Eosinophilic myocarditis is inflammation in the heart muscle that is caused by the infiltration and destructive activity of a type of white blood cell, the eosinophil. Typically, the disorder is associated with hypereosinophilia, i.e. an eosinophil blood cell count greater than 1,500 per microliter (normal 100 to 400 per microliter). It is distinguished from non-eosinophilic myocarditis, which is heart inflammation caused by other types of white blood cells, i.e. lymphocytes and monocytes, as well as the respective descendants of these cells, NK cells and macrophages. This distinction is important because the eosinophil-based disorder is due to a particular set of underlying diseases and its preferred treatments differ from those for non-eosinophilic myocarditis.[1][2]

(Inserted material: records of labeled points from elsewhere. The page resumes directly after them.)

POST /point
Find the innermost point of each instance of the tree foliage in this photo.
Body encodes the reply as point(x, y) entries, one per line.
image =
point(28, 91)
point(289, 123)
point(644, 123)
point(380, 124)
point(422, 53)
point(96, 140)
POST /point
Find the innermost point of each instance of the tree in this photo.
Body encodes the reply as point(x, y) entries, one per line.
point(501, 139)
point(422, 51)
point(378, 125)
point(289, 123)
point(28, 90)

Eosinophilic myocarditis is often viewed as a disorder that has three progressive stages. The first stage of eosinophilic myocarditis involves acute inflammation and cardiac cell necrosis (i.e. areas of dead cells); it is dominated by symptoms characterized as the acute coronary syndrome such as angina, heart attack and/or congestive heart failure. The second stage is a thrombotic stage wherein the endocardium (i.e. interior wall) of the diseased heart forms blood clots which break off, travel in, and block blood through systemic or pulmonary arteries; this stage may dominate the initial presentation in some individuals. The third stage is a fibrotic stage wherein scarring replaces damaged heart muscle tissue to cause a clinical presentation dominated by a poorly contracting heart and cardiac valve disease.[3][4][5] Perhaps less commonly, eosinophilic myocarditis, eosinophilic thrombotic myocarditis, and eosinophilic fibrotic myocarditis are viewed as three separate but sequentially linked disorders in a spectrum of disorders termed eosinophilic cardiac diseases.[1] The focus here is on eosinophilic myocarditis as a distinct disorder separate from its thrombotic and fibrotic sequelae.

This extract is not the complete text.